With his palm out flat Ken plunged deep into the supernatural weed, all
the way to the soil to the dirt and damp of new short grass
underneath.
"Your right, it's exactly like dry ice" Said Ken smiling nervously to
himself.
"What?"
Ken rolled his eyes up at Carol.
"The stuff at discos."
"You mind if I make myself a cup of tea?"
Ken didn't hear Carol, stood by his open back door. Still peering in
awe at the green messy glow in his garden.
"Ken?" This time he heard and walked back in his house having one last
look before closing the door.
"Sorry Carol what?"
"Don't mind if I help myself to a cup of tea do you?"
"No, no, not at all."
"Would you like one?"
Ken was still scatterbrained from his supernatural encounter in the
garden. He peered deeply at his outstretched palm now covered in
chopped wet grass and muddy soil. He made his way to the kitchen sink,
hit the beak shaped nozzle on the hand wash.
"No, I'm fine thanks Carol."
Carol switched the kettle to boil and took a seat at the kitchen table.
She peered pensively toward the little glass window in Ken's
backdoor.
"You realise what a supernatural can of worms this is?"
Ken busy in a frenzied hand wash turned to face Carol at the
table.
"Can of worms?"
"Grass lives, grass dies, grass haunts."
"Yeah."
"This must mean everything that lives haunts.

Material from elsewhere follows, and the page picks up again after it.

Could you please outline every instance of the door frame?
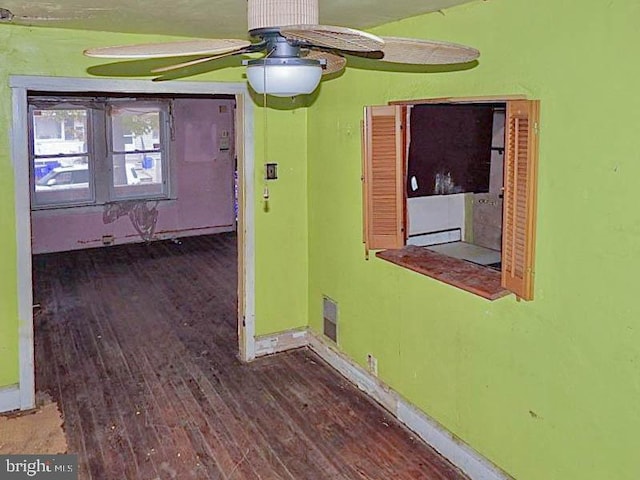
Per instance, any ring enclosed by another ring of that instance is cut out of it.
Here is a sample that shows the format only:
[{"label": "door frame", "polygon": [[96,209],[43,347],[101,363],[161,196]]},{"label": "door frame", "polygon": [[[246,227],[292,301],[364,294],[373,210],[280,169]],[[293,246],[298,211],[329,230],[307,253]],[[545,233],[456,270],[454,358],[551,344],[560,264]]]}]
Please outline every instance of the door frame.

Grass, people, tress,
maggots even flowerbeds. Every living thing."
Still washing away the dirt in a lathered frenzy Ken turned the tap on
to rinse away the suds.
"Mmm, I guess. Every living thing." Ken turned the tap off, shaking
away the drops on his spindly white fingers he was immediately taken
aback by the sight of two words on the hand wash bottle 'anti' and
'bacterial'.
As the kettle piped up with its audible bubbling frenzy in the
background, Ken froze aghast, staring at the pair of perfectly clean
hands hanging all wet in front of his huge stupid glasses. The kettle
clicked, the water had reached boiling point.
"Are you sure you don't want a cup of tea?"
Ken didn't answer. What worried him was not what was outside haunting
his garden but what was inside haunting his palms.